Come Pietro, riprendiamo a pescare;

come il piccolo resto abbiamo occhi spenti;

la fatica del quotidiano riprende vigore;

e i risultati sono magri, quasi nulli.

Sulla riva della spiaggia ecco un uomo;

egli ci invita a riprovare;

seguiamo la sua Parola

ed ecco il frutto del lavoro si fa abbondante.

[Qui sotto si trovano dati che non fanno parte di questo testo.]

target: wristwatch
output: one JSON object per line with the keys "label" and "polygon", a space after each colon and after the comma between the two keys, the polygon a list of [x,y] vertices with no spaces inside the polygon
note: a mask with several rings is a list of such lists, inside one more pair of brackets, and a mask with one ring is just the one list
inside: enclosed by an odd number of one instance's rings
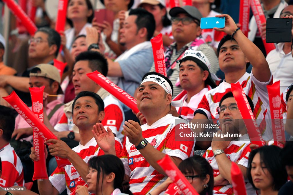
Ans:
{"label": "wristwatch", "polygon": [[74,139],[75,138],[75,136],[74,135],[74,132],[73,131],[70,132],[67,135],[67,137],[69,139]]}
{"label": "wristwatch", "polygon": [[100,47],[99,47],[99,45],[96,43],[93,43],[92,44],[91,44],[90,45],[88,46],[88,51],[90,51],[92,49],[99,49]]}
{"label": "wristwatch", "polygon": [[221,149],[217,149],[214,151],[213,151],[213,152],[214,153],[214,156],[216,156],[222,154],[222,153],[225,153],[225,152],[224,151],[224,150],[221,150]]}
{"label": "wristwatch", "polygon": [[135,147],[137,149],[140,150],[145,147],[147,145],[147,141],[145,139],[144,139],[141,141],[138,145],[136,146]]}

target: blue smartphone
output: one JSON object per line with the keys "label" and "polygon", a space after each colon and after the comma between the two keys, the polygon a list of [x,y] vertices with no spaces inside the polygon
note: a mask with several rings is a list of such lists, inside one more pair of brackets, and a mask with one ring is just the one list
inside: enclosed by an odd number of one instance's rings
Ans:
{"label": "blue smartphone", "polygon": [[200,28],[205,29],[215,27],[221,28],[225,27],[225,17],[202,18],[200,19]]}

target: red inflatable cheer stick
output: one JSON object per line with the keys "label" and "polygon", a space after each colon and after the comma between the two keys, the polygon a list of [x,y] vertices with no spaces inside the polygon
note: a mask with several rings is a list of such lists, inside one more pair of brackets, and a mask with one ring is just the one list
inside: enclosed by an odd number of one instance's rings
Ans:
{"label": "red inflatable cheer stick", "polygon": [[[12,106],[14,110],[28,123],[33,129],[38,133],[44,141],[52,139],[57,139],[54,134],[39,120],[14,91],[8,96],[3,97],[3,99]],[[51,144],[48,145],[51,145]],[[59,168],[71,164],[67,159],[62,158],[56,156],[55,157]]]}
{"label": "red inflatable cheer stick", "polygon": [[242,172],[237,165],[233,162],[231,167],[231,177],[234,195],[247,195]]}
{"label": "red inflatable cheer stick", "polygon": [[[44,121],[44,108],[43,94],[45,86],[39,87],[29,87],[32,97],[32,109],[33,112],[42,122]],[[44,151],[44,140],[40,137],[37,132],[33,130],[34,148],[35,151],[40,158],[40,160],[34,163],[34,175],[33,181],[36,180],[48,179],[46,168],[46,159]]]}
{"label": "red inflatable cheer stick", "polygon": [[[60,33],[61,31],[64,32],[65,28],[67,5],[68,3],[68,0],[59,0],[59,2],[58,3],[58,11],[57,14],[55,30],[59,33]],[[63,49],[63,46],[61,45],[59,51],[61,52]]]}
{"label": "red inflatable cheer stick", "polygon": [[274,145],[283,148],[284,144],[279,141],[285,141],[285,129],[283,121],[283,109],[280,95],[280,81],[271,85],[267,85],[272,119],[272,129]]}
{"label": "red inflatable cheer stick", "polygon": [[156,72],[166,77],[167,71],[164,55],[162,37],[162,33],[160,33],[151,39],[151,42],[153,47],[153,54]]}
{"label": "red inflatable cheer stick", "polygon": [[186,195],[199,195],[168,155],[157,162],[166,174]]}
{"label": "red inflatable cheer stick", "polygon": [[96,70],[86,75],[136,113],[139,112],[136,105],[136,100],[102,74]]}
{"label": "red inflatable cheer stick", "polygon": [[[253,15],[255,18],[258,31],[261,32],[261,24],[265,22],[266,20],[259,0],[251,0],[250,6],[253,13]],[[267,54],[268,54],[271,50],[276,49],[276,47],[273,43],[268,43],[265,42],[265,37],[262,37],[261,38],[263,39],[263,45],[265,46]]]}
{"label": "red inflatable cheer stick", "polygon": [[231,89],[247,129],[247,133],[251,143],[260,147],[265,145],[265,142],[261,136],[258,125],[241,85],[239,82],[236,84],[231,83]]}
{"label": "red inflatable cheer stick", "polygon": [[30,35],[33,36],[38,28],[19,6],[13,0],[3,0],[13,14],[21,21]]}

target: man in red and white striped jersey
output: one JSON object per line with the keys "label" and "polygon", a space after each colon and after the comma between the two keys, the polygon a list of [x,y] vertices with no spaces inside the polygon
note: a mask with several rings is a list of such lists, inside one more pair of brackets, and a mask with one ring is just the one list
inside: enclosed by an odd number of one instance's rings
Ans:
{"label": "man in red and white striped jersey", "polygon": [[174,116],[193,118],[202,97],[209,90],[217,87],[213,79],[218,78],[209,71],[211,64],[205,55],[205,51],[187,50],[182,59],[178,61],[180,86],[183,90],[173,100],[181,100],[183,105],[176,107],[177,113],[172,113]]}
{"label": "man in red and white striped jersey", "polygon": [[137,107],[146,123],[140,126],[129,120],[123,126],[127,137],[121,159],[125,175],[130,177],[130,190],[135,195],[147,194],[166,180],[157,161],[166,154],[177,165],[193,154],[195,137],[182,139],[179,135],[190,133],[190,129],[179,130],[182,120],[171,113],[171,104],[177,103],[171,103],[173,93],[168,78],[155,72],[146,73],[137,96]]}
{"label": "man in red and white striped jersey", "polygon": [[[76,60],[72,73],[75,95],[81,92],[88,91],[100,96],[105,105],[105,117],[102,123],[105,126],[109,127],[113,133],[122,141],[124,137],[122,126],[124,115],[120,103],[108,92],[86,76],[86,73],[97,70],[106,76],[108,72],[107,60],[98,52],[91,51],[81,53],[76,57]],[[68,135],[69,138],[79,141],[78,128],[72,122],[71,110],[73,101],[64,105],[64,114],[54,129],[59,132],[55,134],[59,138],[67,137]],[[70,136],[69,133],[74,136]]]}
{"label": "man in red and white striped jersey", "polygon": [[[97,122],[100,122],[105,115],[104,104],[98,95],[91,92],[79,94],[72,104],[73,122],[79,128],[81,141],[79,145],[71,149],[65,142],[60,139],[51,139],[46,142],[52,144],[49,146],[51,155],[67,158],[71,164],[56,168],[49,179],[39,180],[38,187],[40,194],[57,195],[66,189],[69,195],[74,191],[77,186],[84,185],[87,180],[88,160],[94,156],[107,154],[97,144],[92,129]],[[111,133],[112,133],[111,132]],[[114,153],[119,156],[122,151],[120,140],[111,134]],[[45,155],[47,154],[45,147]],[[33,148],[30,157],[38,160]]]}
{"label": "man in red and white striped jersey", "polygon": [[0,106],[0,157],[2,168],[1,187],[23,186],[24,184],[22,164],[9,143],[15,122],[12,111]]}
{"label": "man in red and white striped jersey", "polygon": [[[263,130],[264,139],[270,140],[272,138],[271,130],[263,120],[270,117],[266,86],[272,83],[272,76],[268,63],[260,50],[237,28],[231,16],[222,14],[219,17],[225,17],[225,26],[215,29],[228,35],[221,40],[217,49],[220,68],[225,74],[225,79],[204,96],[195,112],[194,118],[218,119],[216,109],[220,100],[224,94],[231,91],[231,83],[239,82],[255,105],[253,113],[255,118],[262,120],[261,122],[257,121],[260,123],[260,129]],[[251,74],[246,72],[246,63],[248,62],[253,66]],[[210,146],[210,142],[202,144],[201,146],[203,148]]]}
{"label": "man in red and white striped jersey", "polygon": [[[246,96],[253,111],[253,103],[249,97]],[[219,105],[217,110],[219,116],[222,131],[219,131],[218,133],[223,134],[223,135],[228,134],[231,135],[235,133],[235,135],[228,138],[229,139],[214,137],[212,146],[204,154],[203,157],[214,170],[213,192],[227,195],[234,194],[231,173],[231,162],[233,162],[237,164],[245,179],[247,194],[256,194],[255,190],[247,179],[248,157],[251,151],[249,147],[250,142],[247,129],[242,120],[242,117],[232,93],[229,92],[225,94]],[[238,136],[235,136],[236,134]],[[225,140],[226,141],[224,141]]]}

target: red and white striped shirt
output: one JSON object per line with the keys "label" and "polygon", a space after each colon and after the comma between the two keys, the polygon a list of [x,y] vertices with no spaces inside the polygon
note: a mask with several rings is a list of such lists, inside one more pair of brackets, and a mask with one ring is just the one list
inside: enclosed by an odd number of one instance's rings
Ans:
{"label": "red and white striped shirt", "polygon": [[[151,126],[147,124],[142,125],[142,136],[157,150],[183,160],[193,155],[194,138],[190,138],[192,141],[177,141],[175,127],[177,130],[178,126],[175,125],[175,119],[180,120],[169,114]],[[128,137],[124,143],[121,159],[125,175],[130,177],[130,190],[134,195],[147,194],[166,179],[151,166]]]}
{"label": "red and white striped shirt", "polygon": [[0,157],[2,161],[0,186],[23,186],[24,180],[22,164],[10,144],[0,149]]}
{"label": "red and white striped shirt", "polygon": [[[116,155],[119,157],[122,150],[122,144],[117,138],[115,137],[115,139]],[[99,147],[93,137],[84,146],[80,144],[72,150],[77,153],[86,163],[93,156],[100,156],[105,154],[104,151]],[[77,186],[84,185],[86,183],[72,164],[67,165],[61,168],[56,168],[49,177],[49,180],[59,193],[66,189],[69,195],[73,192]]]}
{"label": "red and white striped shirt", "polygon": [[[253,114],[258,124],[263,137],[267,140],[272,139],[271,128],[266,124],[265,119],[270,118],[268,95],[266,86],[272,84],[272,76],[268,82],[262,82],[258,80],[251,73],[245,73],[235,83],[239,82],[242,86],[245,94],[252,99],[254,106]],[[208,92],[204,96],[198,105],[195,113],[203,111],[208,118],[217,119],[219,115],[217,108],[220,101],[224,95],[231,92],[231,84],[224,81],[219,86]]]}
{"label": "red and white striped shirt", "polygon": [[[235,162],[239,161],[237,164],[241,165],[245,167],[248,166],[248,158],[251,150],[249,147],[250,141],[232,141],[227,148],[224,150],[226,156],[231,161]],[[214,153],[210,147],[203,155],[203,157],[213,168],[214,177],[217,176],[220,173],[219,167]],[[256,191],[253,189],[251,184],[248,182],[248,180],[245,181],[247,194],[249,195],[256,194]],[[231,195],[233,192],[233,187],[231,184],[225,186],[216,186],[214,187],[214,193],[222,194]]]}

Ora uno dei nostri riconosce quell’Uomo;

Pietro d’impulso gli va incontro;

arriviamo anche noi;

troviamo l’Uomo a preparare il cibo;

è li come colui che serve.

Ci chiede parte del pescato;

Pietro va a prenderlo

e lo fa stando attento a non strappare la rete;

Pietro evita di lacerare la comunità;

ha cura di tutti, nessuno escluso.

Al ritorno, l’Uomo Gesù lo interroga sull’amore;

Pietro assicura il suo bene tutto umano;

l’amore è qualcosa di più;

Pietro non è ancora pronto al martirio;

ma Gesù gli affida comunque il suo popolo.

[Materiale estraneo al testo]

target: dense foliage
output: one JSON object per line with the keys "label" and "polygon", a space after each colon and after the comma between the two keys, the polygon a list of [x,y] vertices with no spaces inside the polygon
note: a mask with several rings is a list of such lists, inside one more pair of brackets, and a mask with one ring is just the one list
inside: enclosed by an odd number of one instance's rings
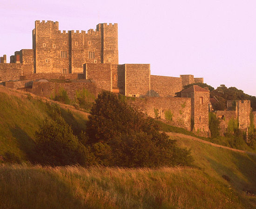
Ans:
{"label": "dense foliage", "polygon": [[[253,111],[256,111],[256,97],[250,96],[243,92],[242,90],[237,89],[235,87],[227,88],[225,85],[222,85],[216,89],[206,84],[197,83],[191,84],[184,86],[183,89],[186,89],[193,85],[197,85],[204,88],[207,87],[210,91],[210,97],[216,99],[216,102],[212,104],[215,111],[224,110],[227,108],[227,100],[249,100],[251,102],[251,107]],[[175,93],[176,96],[181,97],[181,91]]]}
{"label": "dense foliage", "polygon": [[219,120],[216,115],[212,112],[209,112],[209,129],[211,132],[211,137],[215,137],[220,136]]}

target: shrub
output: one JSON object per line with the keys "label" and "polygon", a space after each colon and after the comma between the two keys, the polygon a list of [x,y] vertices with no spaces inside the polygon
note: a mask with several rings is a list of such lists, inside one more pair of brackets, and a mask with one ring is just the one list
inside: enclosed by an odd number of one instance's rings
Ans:
{"label": "shrub", "polygon": [[212,138],[220,136],[220,121],[216,117],[216,115],[212,112],[209,112],[209,129]]}
{"label": "shrub", "polygon": [[101,164],[121,167],[189,165],[190,151],[178,148],[153,118],[113,93],[99,94],[89,116],[88,143]]}
{"label": "shrub", "polygon": [[36,151],[38,162],[51,165],[90,164],[93,161],[89,148],[73,135],[71,127],[60,117],[45,119],[36,132]]}

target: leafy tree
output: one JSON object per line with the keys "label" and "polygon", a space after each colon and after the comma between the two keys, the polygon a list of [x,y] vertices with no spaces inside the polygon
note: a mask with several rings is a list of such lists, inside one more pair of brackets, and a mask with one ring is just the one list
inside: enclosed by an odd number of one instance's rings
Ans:
{"label": "leafy tree", "polygon": [[99,164],[124,167],[189,165],[190,151],[178,148],[153,118],[117,95],[99,94],[89,117],[88,143]]}
{"label": "leafy tree", "polygon": [[44,120],[35,135],[39,163],[55,166],[87,165],[93,162],[89,149],[79,141],[61,117],[53,121]]}
{"label": "leafy tree", "polygon": [[220,136],[219,120],[216,117],[216,115],[213,112],[209,112],[209,129],[211,132],[212,137],[216,137]]}

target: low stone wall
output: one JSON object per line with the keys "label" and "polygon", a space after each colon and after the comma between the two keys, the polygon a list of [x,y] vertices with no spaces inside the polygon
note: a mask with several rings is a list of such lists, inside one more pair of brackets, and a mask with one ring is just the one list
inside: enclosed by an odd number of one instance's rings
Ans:
{"label": "low stone wall", "polygon": [[62,74],[58,73],[33,73],[20,76],[20,80],[35,80],[38,79],[58,79],[65,80],[68,79],[70,80],[75,80],[83,78],[83,74],[81,73],[70,73]]}
{"label": "low stone wall", "polygon": [[60,89],[62,88],[67,91],[68,97],[72,99],[74,99],[77,90],[81,90],[83,88],[88,90],[95,97],[102,91],[97,88],[95,84],[90,80],[81,81],[83,81],[71,83],[34,81],[32,88],[27,88],[26,91],[41,97],[50,98],[54,96],[54,92],[58,93]]}
{"label": "low stone wall", "polygon": [[[190,131],[191,106],[190,98],[146,97],[128,101],[135,108],[150,117],[165,120],[172,125]],[[168,113],[169,119],[166,118]]]}
{"label": "low stone wall", "polygon": [[174,97],[175,93],[182,90],[181,78],[151,75],[150,85],[153,96]]}
{"label": "low stone wall", "polygon": [[0,81],[18,80],[22,73],[22,64],[0,63]]}
{"label": "low stone wall", "polygon": [[217,111],[216,117],[220,121],[220,132],[221,135],[227,132],[229,121],[231,118],[236,119],[237,115],[235,111]]}

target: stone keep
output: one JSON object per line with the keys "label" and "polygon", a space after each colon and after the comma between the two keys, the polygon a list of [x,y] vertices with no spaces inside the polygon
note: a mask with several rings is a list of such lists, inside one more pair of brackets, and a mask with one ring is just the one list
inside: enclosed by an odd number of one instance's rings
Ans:
{"label": "stone keep", "polygon": [[193,85],[182,91],[182,97],[191,98],[191,124],[193,131],[210,136],[209,123],[209,104],[210,92],[198,85]]}
{"label": "stone keep", "polygon": [[33,43],[36,73],[82,73],[84,63],[118,64],[117,24],[61,33],[57,21],[36,20]]}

Quando obbediamo a Dio e non agli uomini

tutto va meglio, tutto è più giusto.

Ci vuole coraggio per questo,

ci vuole la forza di una coscienza pacificata,

ed è questo che ci chiede Dio:

OBBEDIRE A LUI E NON AGLI UOMINI !!!


Luce nel buio

Ci sono stanze oscure e ambienti bui nei quali basta una sola piccola fiamma di candela per vincere le tenebre. Quella piccola luce porta con se nuove visioni capaci di ridare forza alla vita e grazia ai pensieri. Se a questa flebile luce se ne affianca un’altra la speranza prende corpo e si fa più concreta e, quindi, più capace di dare valore a relazioni spente. Credere in tutto questo è come dare corpo ad una vita nuova. Ognuno di noi può essere luce per l’altro e sconfiggere le tenebre di questo mondo.

Il pozzo nel deserto

Forse è tempo di ritornare a scoprire il pozzo nel deserto … una sfida personale per dare senso all’esistenza e pacificarla.
L’essenziale è invisibile agli occhi o meglio possiamo anche vederlo ma come metà da conquistare. Solo il cuore può davvero vedere l’invisibile agli occhi. In questo tempo, però, abbiamo perduto questo sentiero e l’uomo è sempre più perso nell’impegno a cercare cose materiali distruggendo l’esistenza e non trovando mai vera pace. E così tutto diventa fatica, sudore, lacrime mentre non riusciamo a vedere il bello che c’è in ciò che unisce. Non possiamo ridurre l’essenziale ad oggetti a cose materiali. Se lo facciamo restiamo prigionieri della materia mentre l’uomo pieno è spirituale. Non facciamo sottometterci al potere delle cose e degli altri.